According to a resident of East Palestine who was a guest on Glenn Beck’s radio show, Norfolk Southern is going door-to-door in the village testing air quality. One representative of the company told her, “We follow around the railroad when they make mistakes.” (The woman mistakenly said that CTEH was getting residents to sign long-term liability waiver forms, but they were only for the specific air monitoring work and later were withdrawn by CTEH.)
Tragically, at the same time as CTEH was monitoring East Palestine, a plane carrying five CTEH workers to Ohio crashed last week, killing everyone on board. The incident spawned lurid and rather disconnected conspiracy theories on social media, but the workers were not headed to East Palestine; they were en route to yet another disaster, an explosion at a copper plant in Bedford, outside of Cleveland.
River Valley Organizing, a community group on the ground in East Palestine, has released a list of demands for the region, including continued environmental testing from the EPA, and an “independent scientist,” paid for by Norfolk Southern but chosen by residents, to “represent the community” as a technical adviser. River Valley also wants ongoing medical testing and health services, also paid for by Norfolk Southern.
Norfolk Southern has not yet responded to a request for comment.
In 2020, CTEH merged with Montrose Environmental, a full-service “environmental solutions” company that works on logistics and “regulatory compliance” of environmental issues.

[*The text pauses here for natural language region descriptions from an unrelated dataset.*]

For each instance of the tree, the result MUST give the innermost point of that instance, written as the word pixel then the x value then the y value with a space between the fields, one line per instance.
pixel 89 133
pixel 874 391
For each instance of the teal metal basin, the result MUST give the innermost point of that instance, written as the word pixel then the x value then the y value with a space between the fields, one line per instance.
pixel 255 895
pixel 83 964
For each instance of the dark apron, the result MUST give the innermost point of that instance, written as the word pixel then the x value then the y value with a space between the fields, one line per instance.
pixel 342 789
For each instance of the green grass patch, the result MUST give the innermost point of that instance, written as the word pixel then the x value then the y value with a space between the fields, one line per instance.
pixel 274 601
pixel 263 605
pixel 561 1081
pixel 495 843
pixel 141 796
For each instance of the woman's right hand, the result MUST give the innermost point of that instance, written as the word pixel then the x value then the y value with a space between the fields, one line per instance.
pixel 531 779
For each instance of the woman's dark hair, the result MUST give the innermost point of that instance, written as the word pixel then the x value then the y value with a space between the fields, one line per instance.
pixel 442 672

The deal, whose specific terms were not disclosed, was financed by Oaktree Capital Management, a global private equity firm. Montrose itself announced it would go public three months after the CTEH merger.
The CTEH acquisition was one of the biggest of a litany of transactions for Montrose, which appears to be attempting to obtain market dominance in environmental consulting. In 2022, it acquired Industrial Automation Group, Environmental Standards, TriAD Environmental Consultants, AirKinetics, and Huco Consulting, and in 2023, Frontier Analytical Laboratories and Environmental Alliance.

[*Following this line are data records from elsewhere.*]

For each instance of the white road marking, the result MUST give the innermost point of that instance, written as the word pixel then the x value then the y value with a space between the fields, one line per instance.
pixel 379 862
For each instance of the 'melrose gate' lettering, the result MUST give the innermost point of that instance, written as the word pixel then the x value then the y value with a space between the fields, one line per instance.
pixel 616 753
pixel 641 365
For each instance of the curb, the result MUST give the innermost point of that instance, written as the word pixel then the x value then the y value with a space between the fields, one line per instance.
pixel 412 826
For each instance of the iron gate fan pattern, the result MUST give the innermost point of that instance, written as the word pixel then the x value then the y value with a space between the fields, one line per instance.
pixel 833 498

Montrose earned over $544 million in revenue in 2022, though in its growth stage it has yet to turn a profit. The company, which has 2,900 employees and 5,600 clients, has acquired 65 companies in the past decade, and sees continued gobbling up of rivals as key to its growth and market leadership. Upon this week’s release of Montrose’s annual report for 2022, CEO and Director Vijay Manthripragada said, “Since the start of 2023, we have increased our cadence of M&A [merger and acquisition] activity … with more expected this year.” The annual report discusses “thousands of potential acquisition targets.”
While Montrose says at multiple points in its financial disclosures that environmental consulting is a fragmented industry with no single brand leader, it explicitly sees itself as “uniquely positioned to become a leading platform in the industry,” and mergers are a key node in that strategy. Smaller firms, it says at one point, have “barriers to entry,” and those like Montrose that work across jurisdictions have “competitive advantages.” As Montrose concludes in its financial disclosure, “The success of our business depends, in part, on our ability to execute on our acquisition strategy.”